About Bodo¶

Bodo is a new just-in-time (JIT) inferential compiler that brings supercomputing-style performance and scalability to native Python analytics code automatically. Bodo has several advantages over other big data analytics systems (which are usually distributed scheduler libraries):

Simple programming with native Python APIs such as Pandas and Numpy (no "Pandas-like" API layers)
Extreme performance and scalability using true parallelism and advanced compiler technology
Very high reliability due to binary code generation, which avoids distributed library failures
Simple deployment using standard Python workflows
Flexible integration with other systems such as cloud storage, data warehouses, and visualization tools

This documentation covers the basics of using Bodo and provides a reference of supported Python features and APIs. In a nutshell, Bodo provides a JIT compilation workflow using the @bodo.jit decorator. It replaces the decorated Python functions with an optimized and parallelized binary version automatically.

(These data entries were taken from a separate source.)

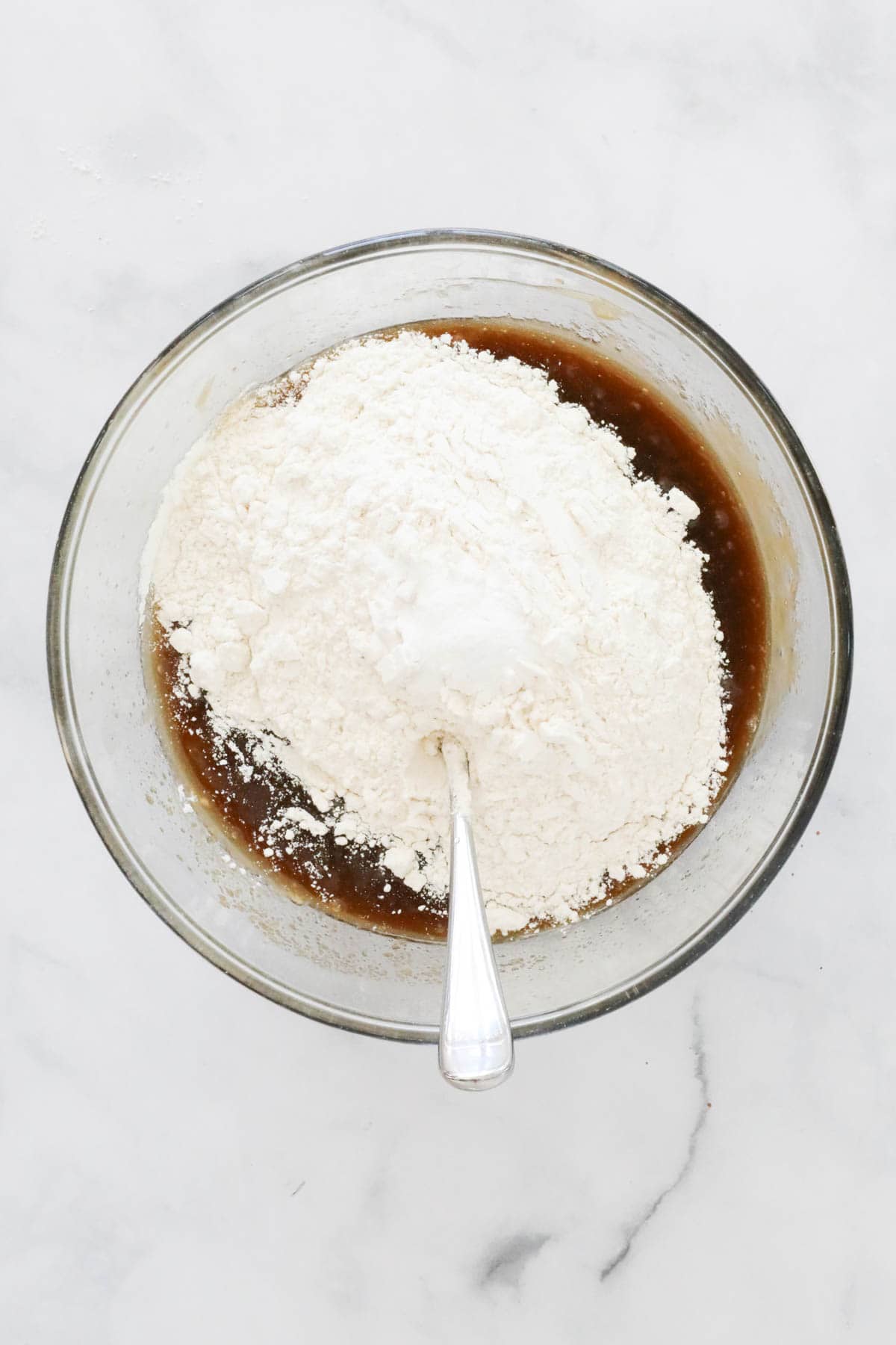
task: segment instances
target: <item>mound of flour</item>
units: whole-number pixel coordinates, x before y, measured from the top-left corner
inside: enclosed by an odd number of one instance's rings
[[[145,585],[222,732],[310,792],[293,826],[443,888],[450,734],[492,928],[568,920],[704,820],[727,764],[697,508],[630,457],[516,359],[368,338],[191,449]]]

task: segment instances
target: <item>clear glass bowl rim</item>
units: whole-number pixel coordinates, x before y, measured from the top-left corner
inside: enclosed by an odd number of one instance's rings
[[[180,908],[171,902],[167,893],[154,884],[152,876],[144,870],[142,865],[136,862],[124,834],[116,824],[114,814],[95,781],[90,757],[81,737],[69,668],[67,616],[73,562],[77,555],[81,531],[90,510],[98,471],[102,467],[102,447],[120,418],[141,399],[148,386],[152,385],[156,377],[188,343],[201,338],[206,331],[220,323],[222,319],[235,316],[240,309],[265,299],[271,291],[279,289],[285,284],[300,284],[314,278],[322,272],[351,266],[359,261],[388,253],[400,253],[404,249],[426,250],[445,247],[484,247],[494,249],[496,252],[525,253],[541,261],[572,265],[575,269],[590,272],[615,286],[630,289],[703,346],[737,381],[744,394],[771,425],[778,440],[790,455],[791,467],[801,482],[807,507],[814,516],[827,576],[833,631],[827,702],[815,751],[798,798],[794,800],[774,842],[768,846],[754,872],[740,884],[713,920],[661,962],[654,963],[635,982],[626,985],[617,994],[600,994],[594,999],[586,999],[555,1011],[527,1018],[523,1022],[514,1022],[514,1036],[552,1032],[576,1022],[584,1022],[588,1018],[609,1013],[654,990],[670,976],[696,962],[697,958],[713,947],[750,911],[786,863],[809,824],[823,792],[844,732],[853,671],[853,611],[846,560],[827,498],[797,432],[762,379],[717,332],[704,323],[703,319],[697,317],[696,313],[690,312],[690,309],[639,276],[578,249],[566,247],[541,238],[531,238],[524,234],[508,234],[482,229],[418,229],[383,234],[339,247],[329,247],[325,252],[292,262],[236,291],[184,328],[138,375],[106,420],[78,473],[62,519],[52,558],[47,600],[47,670],[52,710],[62,749],[81,800],[113,859],[134,890],[140,893],[156,915],[192,948],[242,985],[266,995],[275,1003],[332,1026],[400,1041],[433,1041],[434,1032],[431,1028],[418,1024],[399,1024],[367,1017],[337,1005],[304,997],[301,991],[290,991],[289,997],[283,995],[277,982],[267,978],[258,968],[250,967],[189,920]]]

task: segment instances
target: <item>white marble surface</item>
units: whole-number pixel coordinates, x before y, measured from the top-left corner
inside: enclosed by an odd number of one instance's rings
[[[884,0],[7,16],[5,1345],[893,1338],[895,40]],[[579,245],[716,325],[802,433],[857,607],[786,872],[481,1098],[180,943],[93,834],[43,667],[62,510],[140,369],[263,272],[429,223]]]

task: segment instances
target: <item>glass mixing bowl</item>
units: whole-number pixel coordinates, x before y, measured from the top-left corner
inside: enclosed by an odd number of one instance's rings
[[[116,862],[193,948],[290,1009],[407,1041],[437,1040],[443,947],[296,904],[242,872],[184,811],[144,683],[138,570],[163,487],[234,397],[373,328],[473,316],[600,342],[665,394],[735,480],[770,590],[768,687],[733,787],[692,845],[629,900],[497,947],[514,1033],[626,1003],[744,915],[809,822],[849,694],[849,582],[811,463],[735,351],[653,285],[537,239],[435,230],[296,262],[200,317],[111,413],[66,510],[47,621],[62,745]]]

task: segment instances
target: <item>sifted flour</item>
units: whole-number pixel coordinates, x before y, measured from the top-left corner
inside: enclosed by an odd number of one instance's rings
[[[332,829],[443,888],[442,734],[493,929],[571,919],[705,819],[725,705],[697,510],[630,456],[540,371],[418,332],[322,356],[191,449],[145,585],[218,732],[312,794],[271,850]]]

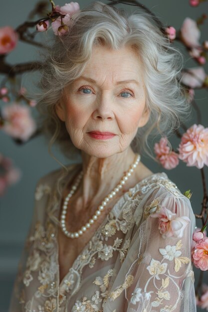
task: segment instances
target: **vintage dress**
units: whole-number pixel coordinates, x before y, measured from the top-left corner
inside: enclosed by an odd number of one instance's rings
[[[196,312],[191,261],[196,219],[190,200],[165,172],[118,199],[59,285],[61,191],[79,172],[74,164],[68,169],[37,184],[9,312]],[[151,217],[162,206],[191,220],[182,238],[163,238],[158,218]]]

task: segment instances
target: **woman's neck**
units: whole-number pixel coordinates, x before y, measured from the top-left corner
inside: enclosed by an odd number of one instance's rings
[[[80,188],[79,201],[83,207],[95,204],[119,183],[136,155],[131,147],[106,158],[98,158],[82,153],[83,177]]]

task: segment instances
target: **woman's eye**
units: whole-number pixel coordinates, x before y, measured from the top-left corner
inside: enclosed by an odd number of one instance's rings
[[[82,93],[84,93],[84,94],[90,94],[91,91],[92,91],[92,90],[90,89],[89,88],[82,87],[79,89],[79,91],[83,91]],[[125,95],[124,96],[121,96],[121,97],[126,98],[128,98],[129,97],[129,97],[128,95],[130,95],[131,97],[134,96],[133,93],[132,93],[132,92],[130,91],[130,90],[124,90],[124,91],[123,91],[123,92],[121,92],[121,93],[120,93],[120,94],[124,94]]]
[[[128,97],[128,95],[130,95],[131,96],[133,97],[134,96],[134,94],[132,93],[132,92],[129,92],[129,91],[124,91],[123,92],[121,92],[121,94],[125,94],[127,96],[122,96],[122,98],[128,98],[128,97]]]
[[[89,89],[89,88],[81,88],[81,89],[79,90],[79,91],[81,91],[82,90],[83,90],[84,91],[87,91],[87,92],[84,92],[84,93],[85,94],[89,94],[90,93],[90,91],[92,91],[91,89]]]

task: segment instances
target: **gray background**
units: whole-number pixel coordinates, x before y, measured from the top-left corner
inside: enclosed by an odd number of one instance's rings
[[[56,4],[63,5],[66,1],[60,0]],[[90,1],[79,1],[82,8]],[[208,2],[203,3],[199,7],[193,8],[189,4],[189,0],[141,0],[166,25],[172,25],[178,29],[185,18],[189,16],[196,19],[202,13],[208,13]],[[26,20],[28,14],[36,3],[36,0],[7,0],[1,4],[0,27],[10,25],[16,27]],[[106,1],[105,1],[106,3]],[[130,6],[123,6],[126,9]],[[130,9],[134,7],[131,6]],[[207,31],[208,20],[202,26],[201,42],[208,40]],[[37,37],[41,38],[42,34]],[[181,44],[179,45],[183,49]],[[198,66],[190,59],[186,53],[185,66],[187,67]],[[20,62],[37,59],[37,53],[33,47],[27,44],[19,42],[15,51],[10,53],[7,58],[8,62],[15,64]],[[208,73],[208,65],[206,66]],[[27,85],[28,82],[32,90],[33,81],[28,76],[24,76],[23,85]],[[0,77],[2,79],[2,77]],[[202,124],[208,127],[208,93],[205,90],[196,92],[196,99],[202,113]],[[1,103],[1,105],[2,103]],[[33,113],[35,115],[35,109]],[[194,123],[198,123],[196,114],[193,111],[192,120],[187,124],[190,127]],[[178,147],[180,140],[175,136],[170,141],[174,149]],[[0,200],[0,312],[5,312],[8,307],[12,285],[16,273],[17,267],[23,242],[31,222],[34,191],[38,179],[49,171],[60,167],[49,155],[47,142],[41,136],[35,138],[26,144],[19,146],[2,131],[0,131],[0,153],[12,158],[15,164],[20,168],[22,176],[20,181],[11,186],[6,194]],[[153,142],[152,146],[153,146]],[[59,151],[58,148],[53,150],[56,157],[63,163],[69,161]],[[172,170],[166,170],[149,158],[142,156],[142,161],[154,172],[165,172],[169,178],[175,182],[182,192],[191,189],[193,192],[191,202],[193,210],[200,213],[201,203],[203,199],[203,190],[200,170],[195,167],[187,167],[182,161],[180,165]],[[78,159],[77,162],[80,159]],[[208,185],[208,167],[205,167]],[[201,226],[198,220],[197,224]],[[196,282],[198,282],[200,270],[195,269]],[[208,272],[204,275],[204,282],[208,284]],[[198,309],[198,311],[202,311]]]

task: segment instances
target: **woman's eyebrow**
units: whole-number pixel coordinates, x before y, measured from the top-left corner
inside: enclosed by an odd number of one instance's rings
[[[80,77],[79,77],[76,80],[79,80],[82,79],[84,79],[85,80],[87,80],[88,81],[90,81],[90,82],[93,82],[93,83],[97,83],[96,81],[94,80],[94,79],[92,79],[92,78],[90,78],[88,77],[85,77],[84,76],[80,76]],[[138,85],[140,85],[139,82],[137,80],[136,80],[135,79],[129,79],[128,80],[121,80],[121,81],[117,81],[116,83],[116,85],[120,85],[120,84],[123,84],[124,83],[128,83],[130,82],[133,82]]]

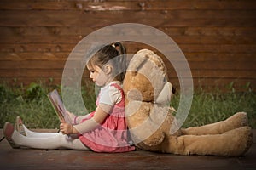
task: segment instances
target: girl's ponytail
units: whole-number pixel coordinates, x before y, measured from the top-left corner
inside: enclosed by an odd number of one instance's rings
[[[119,81],[123,82],[125,79],[125,76],[126,73],[127,64],[126,64],[126,48],[125,47],[119,42],[117,42],[113,44],[113,47],[119,52],[119,62],[117,64],[118,71],[120,73],[117,76]]]

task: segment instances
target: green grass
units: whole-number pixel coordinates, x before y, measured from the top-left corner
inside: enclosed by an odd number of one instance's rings
[[[58,128],[59,120],[47,98],[47,94],[53,88],[61,92],[60,86],[45,87],[38,83],[19,88],[0,85],[0,128],[7,121],[15,122],[16,116],[20,116],[29,128]],[[225,93],[195,90],[183,127],[208,124],[222,121],[237,111],[246,111],[250,125],[256,128],[256,93],[230,89]],[[87,110],[94,110],[94,85],[84,85],[82,95]],[[177,94],[172,100],[175,109],[177,109],[178,101]]]

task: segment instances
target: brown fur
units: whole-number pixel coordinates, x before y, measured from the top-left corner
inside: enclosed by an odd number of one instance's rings
[[[143,150],[180,155],[239,156],[253,143],[247,114],[238,112],[225,121],[170,134],[173,110],[155,100],[166,83],[161,59],[148,49],[131,60],[124,81],[125,114],[131,138]],[[145,76],[146,75],[146,76]]]

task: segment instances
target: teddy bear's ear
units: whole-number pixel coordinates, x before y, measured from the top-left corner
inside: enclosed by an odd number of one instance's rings
[[[166,82],[166,69],[161,58],[142,49],[129,63],[123,88],[128,100],[154,103]]]

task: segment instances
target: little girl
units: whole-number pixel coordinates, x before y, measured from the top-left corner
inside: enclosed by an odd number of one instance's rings
[[[90,78],[101,87],[95,111],[76,116],[67,110],[73,122],[61,123],[60,133],[30,131],[18,117],[15,129],[9,122],[6,122],[3,128],[4,136],[10,145],[13,148],[67,148],[96,152],[134,150],[135,147],[128,143],[125,95],[121,88],[125,72],[120,69],[125,71],[126,65],[125,59],[120,55],[125,54],[125,47],[116,42],[102,48],[87,62]]]

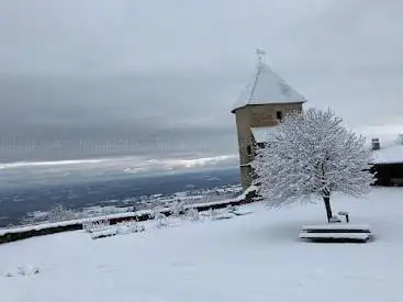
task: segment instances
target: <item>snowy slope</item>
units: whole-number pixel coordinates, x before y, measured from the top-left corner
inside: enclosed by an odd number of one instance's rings
[[[400,164],[403,163],[403,146],[394,145],[382,147],[373,152],[374,164]]]
[[[368,244],[299,242],[323,223],[322,204],[91,241],[81,231],[0,246],[2,302],[333,302],[401,301],[403,190],[367,200],[338,198],[351,223],[369,224]],[[40,273],[3,277],[19,266]]]

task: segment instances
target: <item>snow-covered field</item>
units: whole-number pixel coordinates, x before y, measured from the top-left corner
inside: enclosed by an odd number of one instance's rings
[[[323,204],[253,204],[254,214],[232,220],[147,222],[145,232],[97,241],[61,233],[0,246],[0,301],[402,301],[403,189],[340,197],[333,206],[369,224],[376,239],[300,242],[302,225],[325,221]]]

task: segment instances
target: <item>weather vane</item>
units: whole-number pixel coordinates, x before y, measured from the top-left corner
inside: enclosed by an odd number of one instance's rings
[[[261,63],[264,60],[264,57],[266,55],[266,52],[264,49],[261,49],[261,48],[257,48],[256,49],[256,55],[257,55],[259,61]]]

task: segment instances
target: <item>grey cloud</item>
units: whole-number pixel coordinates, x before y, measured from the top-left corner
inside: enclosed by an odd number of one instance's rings
[[[69,146],[5,146],[1,159],[236,154],[230,109],[258,46],[307,105],[332,107],[351,126],[403,123],[401,9],[399,0],[0,0],[2,141]],[[83,150],[83,141],[125,143]]]

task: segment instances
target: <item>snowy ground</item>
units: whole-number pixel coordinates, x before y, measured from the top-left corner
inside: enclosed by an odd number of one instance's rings
[[[403,190],[367,200],[338,198],[351,222],[368,223],[367,244],[299,242],[322,223],[322,204],[92,241],[82,231],[0,246],[2,302],[402,301]],[[5,277],[20,266],[38,273]]]

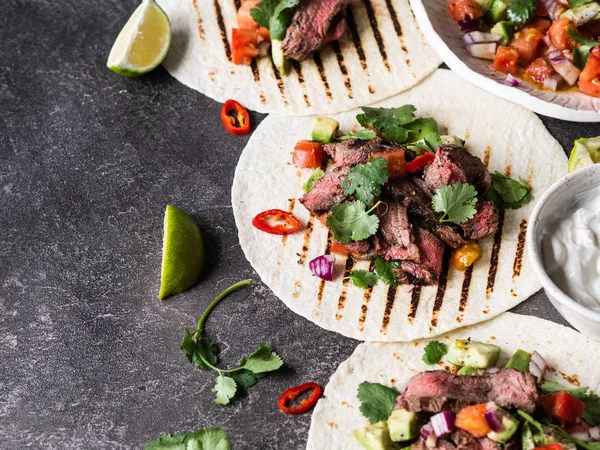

For example, the program below can perform data transformation on large datasets:

@bodo.jit
def data_transform(file_name):
    df = pd.read_parquet(file_name)
    df = df[df.C.dt.month == 1]
    df2 = df.groupby("A")["B", "D"].agg(
        lambda S: (S == "ABC").sum()
    )
    df2.to_parquet("output.pq")

To run Bodo programs such as this example, programmers can simply use the command line such as mpiexec -n 1024 python data_transform.py (to run on 1024 cores), or use Jupyter Notebook.